Does std::unordered_map::erase actually perform dynamic deallocation?


It isn't difficult to find information on the big-O time behavior of stl container operations. However, we operate in a hard real-time environment, and I'm having a lot more trouble finding information on their heap memory usage behavior.

In particular I had a developer come to me asking about std::unordered_map. We're allowed to be non-realtime at startup, so he was hoping to perform a .reserve() at startup time. However, he's finding he gets overruns at runtime. The operations he uses are lookups, insertions, and deletions with .erase().

I'm a little worried about that .reserve() actually preventing later runtime memory allocations (I don't really understand the explanation of what it does wrt to heap usage), but .erase() in particular I don't see any guarantee whatsoever that it won't be asking the heap for a dynamic deallocation when called.

So the question is what's the specified heap interactions (if any) for std::unordered_map::erase, and if it actually does deallocations, if there's some kind of trick that can be used to avoid them?


Solution

  • The standard doesn't specify container allocation patterns per-se. These are effectively derived from iterator/reference invalidation rules. For example, vector::insert only invalidates all references if the number of elements inserted causes the size of the container to exceed its capacity. Which means reallocation happened.

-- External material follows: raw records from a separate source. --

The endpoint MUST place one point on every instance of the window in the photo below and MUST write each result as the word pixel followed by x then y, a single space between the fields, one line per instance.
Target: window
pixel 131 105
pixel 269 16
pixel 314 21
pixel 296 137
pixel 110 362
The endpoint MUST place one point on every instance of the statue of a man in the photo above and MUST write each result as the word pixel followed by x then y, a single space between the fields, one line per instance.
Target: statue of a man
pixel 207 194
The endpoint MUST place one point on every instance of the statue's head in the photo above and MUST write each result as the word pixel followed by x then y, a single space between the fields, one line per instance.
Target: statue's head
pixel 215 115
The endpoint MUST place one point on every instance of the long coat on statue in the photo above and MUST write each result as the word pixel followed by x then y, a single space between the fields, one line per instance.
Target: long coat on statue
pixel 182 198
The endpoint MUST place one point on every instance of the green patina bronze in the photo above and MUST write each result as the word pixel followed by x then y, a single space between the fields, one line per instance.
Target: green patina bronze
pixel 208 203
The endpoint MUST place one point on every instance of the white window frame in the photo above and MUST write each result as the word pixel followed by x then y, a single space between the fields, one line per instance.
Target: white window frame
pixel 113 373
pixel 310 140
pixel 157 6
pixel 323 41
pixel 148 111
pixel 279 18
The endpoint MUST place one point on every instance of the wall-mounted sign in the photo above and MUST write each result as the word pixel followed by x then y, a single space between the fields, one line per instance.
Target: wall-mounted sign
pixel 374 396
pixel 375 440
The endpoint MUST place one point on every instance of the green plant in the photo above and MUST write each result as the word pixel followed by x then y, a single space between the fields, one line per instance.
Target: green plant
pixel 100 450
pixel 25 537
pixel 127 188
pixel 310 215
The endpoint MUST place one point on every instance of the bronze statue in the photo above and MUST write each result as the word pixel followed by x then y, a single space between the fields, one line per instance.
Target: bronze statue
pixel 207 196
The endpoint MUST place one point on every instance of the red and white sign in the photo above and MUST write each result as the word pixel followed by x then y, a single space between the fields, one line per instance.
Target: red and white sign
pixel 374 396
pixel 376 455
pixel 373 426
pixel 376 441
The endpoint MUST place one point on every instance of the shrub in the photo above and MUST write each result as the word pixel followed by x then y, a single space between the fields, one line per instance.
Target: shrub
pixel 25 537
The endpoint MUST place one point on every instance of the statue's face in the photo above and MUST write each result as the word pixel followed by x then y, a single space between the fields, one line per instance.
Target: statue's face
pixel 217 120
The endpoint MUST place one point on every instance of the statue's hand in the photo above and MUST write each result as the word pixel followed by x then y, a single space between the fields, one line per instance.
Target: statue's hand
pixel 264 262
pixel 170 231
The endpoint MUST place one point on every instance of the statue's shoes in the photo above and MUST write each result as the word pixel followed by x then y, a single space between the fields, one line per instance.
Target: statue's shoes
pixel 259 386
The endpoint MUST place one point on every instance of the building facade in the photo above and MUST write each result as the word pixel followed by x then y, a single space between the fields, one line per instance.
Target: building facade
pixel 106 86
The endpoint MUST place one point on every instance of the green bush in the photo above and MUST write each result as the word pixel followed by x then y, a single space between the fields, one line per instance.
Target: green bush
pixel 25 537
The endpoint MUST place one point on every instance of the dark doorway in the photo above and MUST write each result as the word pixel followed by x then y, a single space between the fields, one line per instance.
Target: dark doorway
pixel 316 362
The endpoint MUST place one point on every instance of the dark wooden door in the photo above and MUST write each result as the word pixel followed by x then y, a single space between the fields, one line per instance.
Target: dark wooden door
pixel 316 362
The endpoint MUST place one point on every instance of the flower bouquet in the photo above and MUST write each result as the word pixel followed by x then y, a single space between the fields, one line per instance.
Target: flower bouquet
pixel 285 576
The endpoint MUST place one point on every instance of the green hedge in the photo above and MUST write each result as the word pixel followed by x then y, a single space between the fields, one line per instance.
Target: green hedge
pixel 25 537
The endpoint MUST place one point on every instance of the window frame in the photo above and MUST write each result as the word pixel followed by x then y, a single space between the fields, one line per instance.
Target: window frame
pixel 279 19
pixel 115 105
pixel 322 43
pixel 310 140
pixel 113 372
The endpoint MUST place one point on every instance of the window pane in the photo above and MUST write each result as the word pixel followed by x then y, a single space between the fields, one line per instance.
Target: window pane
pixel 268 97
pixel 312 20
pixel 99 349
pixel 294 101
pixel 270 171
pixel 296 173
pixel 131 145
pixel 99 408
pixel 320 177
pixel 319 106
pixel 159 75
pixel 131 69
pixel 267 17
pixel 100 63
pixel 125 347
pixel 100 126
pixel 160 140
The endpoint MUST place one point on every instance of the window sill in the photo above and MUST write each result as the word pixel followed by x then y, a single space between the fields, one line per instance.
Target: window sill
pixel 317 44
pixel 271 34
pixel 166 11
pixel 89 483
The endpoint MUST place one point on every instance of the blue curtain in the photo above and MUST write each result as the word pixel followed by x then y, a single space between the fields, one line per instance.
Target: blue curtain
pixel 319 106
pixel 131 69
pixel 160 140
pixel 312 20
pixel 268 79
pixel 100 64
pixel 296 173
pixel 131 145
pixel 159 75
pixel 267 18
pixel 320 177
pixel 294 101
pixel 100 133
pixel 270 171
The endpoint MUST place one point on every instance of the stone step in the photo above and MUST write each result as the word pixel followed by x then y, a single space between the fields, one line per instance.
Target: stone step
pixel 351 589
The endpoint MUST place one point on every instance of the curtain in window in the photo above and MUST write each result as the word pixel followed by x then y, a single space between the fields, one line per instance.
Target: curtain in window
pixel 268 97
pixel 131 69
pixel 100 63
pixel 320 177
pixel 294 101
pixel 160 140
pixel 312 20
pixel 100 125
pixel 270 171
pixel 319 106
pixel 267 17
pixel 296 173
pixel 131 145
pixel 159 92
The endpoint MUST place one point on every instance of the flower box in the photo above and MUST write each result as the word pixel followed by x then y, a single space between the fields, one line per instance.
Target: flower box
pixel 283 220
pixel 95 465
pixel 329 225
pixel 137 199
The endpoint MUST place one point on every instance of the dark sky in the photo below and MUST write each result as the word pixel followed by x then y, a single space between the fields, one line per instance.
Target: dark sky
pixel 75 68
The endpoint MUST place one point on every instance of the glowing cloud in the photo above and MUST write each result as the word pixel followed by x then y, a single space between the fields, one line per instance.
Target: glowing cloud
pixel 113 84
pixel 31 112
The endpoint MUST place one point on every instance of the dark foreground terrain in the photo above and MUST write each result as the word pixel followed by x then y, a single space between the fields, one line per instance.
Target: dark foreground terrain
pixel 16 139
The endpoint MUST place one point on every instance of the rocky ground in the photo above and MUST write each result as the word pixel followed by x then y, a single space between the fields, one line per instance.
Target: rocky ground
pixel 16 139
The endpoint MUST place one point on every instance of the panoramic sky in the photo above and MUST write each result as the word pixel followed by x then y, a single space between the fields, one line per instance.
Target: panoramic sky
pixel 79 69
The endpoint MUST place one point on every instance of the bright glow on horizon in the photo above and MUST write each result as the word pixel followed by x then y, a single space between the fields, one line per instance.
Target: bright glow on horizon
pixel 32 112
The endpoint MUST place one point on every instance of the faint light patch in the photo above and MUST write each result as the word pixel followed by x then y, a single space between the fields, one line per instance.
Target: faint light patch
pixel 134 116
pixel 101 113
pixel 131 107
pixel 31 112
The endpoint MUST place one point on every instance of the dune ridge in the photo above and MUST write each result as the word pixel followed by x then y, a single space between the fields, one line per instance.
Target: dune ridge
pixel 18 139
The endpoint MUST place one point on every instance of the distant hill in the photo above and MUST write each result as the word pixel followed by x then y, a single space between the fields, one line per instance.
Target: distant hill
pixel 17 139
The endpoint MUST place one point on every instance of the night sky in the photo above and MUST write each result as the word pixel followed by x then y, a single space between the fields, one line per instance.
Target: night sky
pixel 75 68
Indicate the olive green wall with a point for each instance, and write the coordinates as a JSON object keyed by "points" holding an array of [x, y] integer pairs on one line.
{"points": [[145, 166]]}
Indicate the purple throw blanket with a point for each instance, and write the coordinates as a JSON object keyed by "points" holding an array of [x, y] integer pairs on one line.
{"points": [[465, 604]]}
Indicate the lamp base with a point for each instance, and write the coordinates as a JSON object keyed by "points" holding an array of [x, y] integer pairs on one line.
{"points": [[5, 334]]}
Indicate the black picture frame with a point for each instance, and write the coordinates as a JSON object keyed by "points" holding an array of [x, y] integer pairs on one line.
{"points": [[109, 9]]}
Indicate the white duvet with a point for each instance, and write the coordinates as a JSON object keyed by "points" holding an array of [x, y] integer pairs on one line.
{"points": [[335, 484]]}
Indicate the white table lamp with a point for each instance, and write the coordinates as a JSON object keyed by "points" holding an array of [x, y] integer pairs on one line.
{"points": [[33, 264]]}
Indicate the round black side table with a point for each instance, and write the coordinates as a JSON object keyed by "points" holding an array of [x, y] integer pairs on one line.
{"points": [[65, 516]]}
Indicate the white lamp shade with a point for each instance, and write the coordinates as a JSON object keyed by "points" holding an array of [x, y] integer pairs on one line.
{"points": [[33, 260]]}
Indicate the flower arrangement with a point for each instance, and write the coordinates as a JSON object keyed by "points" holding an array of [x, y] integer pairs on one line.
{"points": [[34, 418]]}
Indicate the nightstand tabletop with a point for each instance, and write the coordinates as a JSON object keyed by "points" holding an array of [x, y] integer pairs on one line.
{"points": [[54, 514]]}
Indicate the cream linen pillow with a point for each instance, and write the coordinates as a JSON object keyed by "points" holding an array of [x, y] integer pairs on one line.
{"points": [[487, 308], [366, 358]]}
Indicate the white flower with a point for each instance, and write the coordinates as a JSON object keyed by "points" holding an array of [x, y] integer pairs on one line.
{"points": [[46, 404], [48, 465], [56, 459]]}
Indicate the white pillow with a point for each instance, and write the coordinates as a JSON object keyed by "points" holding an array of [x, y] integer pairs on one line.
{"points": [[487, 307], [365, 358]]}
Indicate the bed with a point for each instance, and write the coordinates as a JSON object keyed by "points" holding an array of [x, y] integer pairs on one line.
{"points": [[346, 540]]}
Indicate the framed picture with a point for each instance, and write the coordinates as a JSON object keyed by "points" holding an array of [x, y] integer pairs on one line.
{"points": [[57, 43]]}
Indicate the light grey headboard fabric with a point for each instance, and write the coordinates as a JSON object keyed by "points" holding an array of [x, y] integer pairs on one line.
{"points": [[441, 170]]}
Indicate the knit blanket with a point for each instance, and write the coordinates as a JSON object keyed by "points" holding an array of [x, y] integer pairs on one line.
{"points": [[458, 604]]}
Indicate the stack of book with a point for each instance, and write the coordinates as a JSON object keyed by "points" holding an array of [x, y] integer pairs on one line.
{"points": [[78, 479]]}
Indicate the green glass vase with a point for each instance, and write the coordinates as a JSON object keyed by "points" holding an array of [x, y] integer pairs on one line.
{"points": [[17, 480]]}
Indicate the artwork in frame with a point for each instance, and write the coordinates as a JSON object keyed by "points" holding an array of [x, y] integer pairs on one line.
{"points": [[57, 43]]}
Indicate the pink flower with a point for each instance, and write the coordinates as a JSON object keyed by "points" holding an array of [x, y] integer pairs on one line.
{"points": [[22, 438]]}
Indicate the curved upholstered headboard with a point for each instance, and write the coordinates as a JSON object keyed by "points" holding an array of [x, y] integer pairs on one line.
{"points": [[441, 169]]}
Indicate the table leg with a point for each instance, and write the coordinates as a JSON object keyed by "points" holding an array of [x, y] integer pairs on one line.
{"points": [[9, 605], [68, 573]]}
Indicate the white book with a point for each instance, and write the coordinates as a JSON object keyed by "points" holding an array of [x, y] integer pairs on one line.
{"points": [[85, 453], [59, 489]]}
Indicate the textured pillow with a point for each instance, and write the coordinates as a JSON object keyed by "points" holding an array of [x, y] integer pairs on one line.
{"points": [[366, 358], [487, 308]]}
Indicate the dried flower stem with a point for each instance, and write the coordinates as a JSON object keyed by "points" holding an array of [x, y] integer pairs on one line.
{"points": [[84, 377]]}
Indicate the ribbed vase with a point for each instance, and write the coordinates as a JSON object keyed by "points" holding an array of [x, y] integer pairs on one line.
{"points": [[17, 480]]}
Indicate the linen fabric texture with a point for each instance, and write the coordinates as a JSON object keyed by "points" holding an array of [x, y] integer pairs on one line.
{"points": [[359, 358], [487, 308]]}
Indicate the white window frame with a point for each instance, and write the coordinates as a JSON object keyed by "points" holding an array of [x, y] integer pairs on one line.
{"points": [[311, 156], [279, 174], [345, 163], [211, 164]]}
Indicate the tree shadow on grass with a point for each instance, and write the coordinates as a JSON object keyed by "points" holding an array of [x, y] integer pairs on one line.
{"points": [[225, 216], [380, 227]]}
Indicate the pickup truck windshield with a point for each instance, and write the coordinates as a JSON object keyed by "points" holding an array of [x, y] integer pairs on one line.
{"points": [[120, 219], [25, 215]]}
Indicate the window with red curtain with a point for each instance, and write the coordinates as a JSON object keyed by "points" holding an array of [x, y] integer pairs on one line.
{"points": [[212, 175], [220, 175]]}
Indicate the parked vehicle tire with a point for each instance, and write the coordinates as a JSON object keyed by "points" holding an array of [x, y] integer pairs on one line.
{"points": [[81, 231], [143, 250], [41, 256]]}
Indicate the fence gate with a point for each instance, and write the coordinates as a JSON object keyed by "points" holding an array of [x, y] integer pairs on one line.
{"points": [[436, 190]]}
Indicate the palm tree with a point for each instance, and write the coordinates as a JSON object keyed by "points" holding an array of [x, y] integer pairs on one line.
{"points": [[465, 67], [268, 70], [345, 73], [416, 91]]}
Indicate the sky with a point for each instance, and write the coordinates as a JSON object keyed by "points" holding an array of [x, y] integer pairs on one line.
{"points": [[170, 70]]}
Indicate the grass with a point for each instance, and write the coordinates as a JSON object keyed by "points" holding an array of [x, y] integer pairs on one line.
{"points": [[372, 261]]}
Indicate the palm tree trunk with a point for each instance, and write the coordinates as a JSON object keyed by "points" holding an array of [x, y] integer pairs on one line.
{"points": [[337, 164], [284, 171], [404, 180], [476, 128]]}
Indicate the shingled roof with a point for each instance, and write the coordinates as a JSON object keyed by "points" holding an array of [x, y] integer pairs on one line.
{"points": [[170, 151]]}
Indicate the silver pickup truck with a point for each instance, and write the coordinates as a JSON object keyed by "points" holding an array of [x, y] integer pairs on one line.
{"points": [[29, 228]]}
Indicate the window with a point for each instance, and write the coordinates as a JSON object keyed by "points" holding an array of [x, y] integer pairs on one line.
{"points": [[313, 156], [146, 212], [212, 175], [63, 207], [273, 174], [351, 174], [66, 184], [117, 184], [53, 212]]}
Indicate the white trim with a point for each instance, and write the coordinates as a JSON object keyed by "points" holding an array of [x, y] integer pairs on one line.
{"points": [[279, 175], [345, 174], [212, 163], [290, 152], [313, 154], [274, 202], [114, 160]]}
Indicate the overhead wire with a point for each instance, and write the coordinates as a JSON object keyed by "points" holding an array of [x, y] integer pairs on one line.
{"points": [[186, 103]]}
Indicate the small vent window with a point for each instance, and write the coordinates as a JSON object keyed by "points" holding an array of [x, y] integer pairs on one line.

    By contrast, the only operations on unordered_map which invalidates references are those which actually remove that particular element. Even a rehash (which likely allocates memory) does not invalidate references (this is why reserve changes nothing).

    This means that each element must be stored separately from the hash table itself. They are individual nodes (which is why it has a node_type extraction interface), and must be able to be allocated and deallocated individually.

    So it is reasonable to assume that each insertion or erasure represents at least one allocation/deallocation.